Frühlingspartei wird Hoffnung
Robert Biedrońs Frühlingspartei (Wiosna), die Anfang Februar in Warschau auf einem Gründungskonvent ins Rampenlicht der Öffentlichkeit geriet, stellt sich in erster Linie als ein Hoffnungsträger dar für diejenigen, die heraus wollen aus dem zugespitzten Konflikt zwischen den regierenden Nationalkonservativen und dem von den Wirtschaftsliberalen angeführten Oppositionsblock. Robert Biedroń ist überzeugt, im Herbst dieses Jahres bei den Parlamentswahlen zumindest die dritte politische Kraft zu werden, die dann gegebenenfalls ein entscheidendes Wörtchen bei der Regierungsbildung mitreden wolle.

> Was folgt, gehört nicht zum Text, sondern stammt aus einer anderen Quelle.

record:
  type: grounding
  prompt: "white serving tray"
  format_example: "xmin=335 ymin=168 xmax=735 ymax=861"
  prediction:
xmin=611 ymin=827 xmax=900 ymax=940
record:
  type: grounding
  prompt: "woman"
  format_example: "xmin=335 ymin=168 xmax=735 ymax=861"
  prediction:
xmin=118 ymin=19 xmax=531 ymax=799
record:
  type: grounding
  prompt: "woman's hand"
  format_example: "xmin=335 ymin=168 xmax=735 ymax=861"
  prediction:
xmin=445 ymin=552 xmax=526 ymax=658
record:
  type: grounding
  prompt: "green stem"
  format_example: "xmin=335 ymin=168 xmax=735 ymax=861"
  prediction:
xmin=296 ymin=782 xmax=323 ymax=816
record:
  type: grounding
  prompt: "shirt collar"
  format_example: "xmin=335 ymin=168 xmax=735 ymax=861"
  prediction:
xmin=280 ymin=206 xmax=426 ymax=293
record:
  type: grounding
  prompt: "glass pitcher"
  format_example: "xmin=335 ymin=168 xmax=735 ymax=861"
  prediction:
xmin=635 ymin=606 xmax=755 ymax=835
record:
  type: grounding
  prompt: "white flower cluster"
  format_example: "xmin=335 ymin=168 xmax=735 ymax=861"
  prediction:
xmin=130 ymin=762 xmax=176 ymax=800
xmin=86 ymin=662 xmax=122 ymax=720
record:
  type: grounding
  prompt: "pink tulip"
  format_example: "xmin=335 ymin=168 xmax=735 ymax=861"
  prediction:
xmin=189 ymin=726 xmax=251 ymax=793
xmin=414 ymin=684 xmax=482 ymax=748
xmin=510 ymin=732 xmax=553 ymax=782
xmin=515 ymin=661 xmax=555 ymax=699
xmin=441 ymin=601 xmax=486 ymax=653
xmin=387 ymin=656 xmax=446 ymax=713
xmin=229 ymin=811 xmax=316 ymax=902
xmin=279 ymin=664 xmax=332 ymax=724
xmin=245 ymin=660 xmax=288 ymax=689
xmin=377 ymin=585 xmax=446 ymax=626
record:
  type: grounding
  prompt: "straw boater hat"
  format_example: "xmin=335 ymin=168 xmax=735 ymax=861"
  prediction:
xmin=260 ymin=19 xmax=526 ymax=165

Immerhin hat der Parteigründer in den Medien freimütig verkündet, Ministerpräsident werden zu wollen.
Erste Umfragen zeugen tatsächlich von einem größeren Wählerpotential, denn auf Anhieb wurden überraschend hohe Werte von bis zu 16 Prozent notiert. Zunächst will die Partei bei den Wahlen zum Europäischen Parlament im Mai mehrere Abgeordnetensitze erobern, um dann bereits gestärkt in den für Polens Zukunft so wichtigen Herbst ziehen zu können. Wie es heute aussieht, wird die Frühlingpartei im Mai zu den EP-Wahlen alleine antreten. Im Feld der liberalen Opposition hat sich zwar eine breitere Europäische Koalition gebildet, die den Nationalkonservativen der Kaczyński-Partei den Schneid abkaufen will, aber die Biedroń-Partei sieht sich stark genug, um sich als selbständiger Faktor im oppositionellen Lager durchsetzen zu können.

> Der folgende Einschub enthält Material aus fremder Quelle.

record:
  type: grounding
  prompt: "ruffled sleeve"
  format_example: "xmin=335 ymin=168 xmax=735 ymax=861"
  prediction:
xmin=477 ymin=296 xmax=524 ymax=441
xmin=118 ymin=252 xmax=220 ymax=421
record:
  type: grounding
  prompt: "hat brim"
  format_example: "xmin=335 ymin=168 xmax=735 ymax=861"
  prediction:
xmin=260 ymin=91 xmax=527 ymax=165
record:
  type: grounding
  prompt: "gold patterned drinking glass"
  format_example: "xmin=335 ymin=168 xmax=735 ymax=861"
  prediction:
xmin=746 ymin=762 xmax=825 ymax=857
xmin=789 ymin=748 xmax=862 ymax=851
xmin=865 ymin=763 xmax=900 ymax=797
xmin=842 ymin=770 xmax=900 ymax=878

Angesichts der hohen Umfragewerte für die Frühlingspartei sehen sich die anderen Gruppierungen im linksliberalen bzw. linksgerichteten Feld zusätzlich herausgefordert. Fast folgerichtig haben sich die Linksdemokraten der SLD nun der Europäischen Koalition angeschlossen, um wenigstens einige aussichtsreiche Bewerber nach Brüssel zu bringen. Und links von der Frühlingspartei wird die Partei Razem versuchen, möglichst viele kleinere Gruppierungen und soziale Initiativen zusammenzubringen, um im Mai wenigstens ein linkes Ausrufezeichen zu setzen.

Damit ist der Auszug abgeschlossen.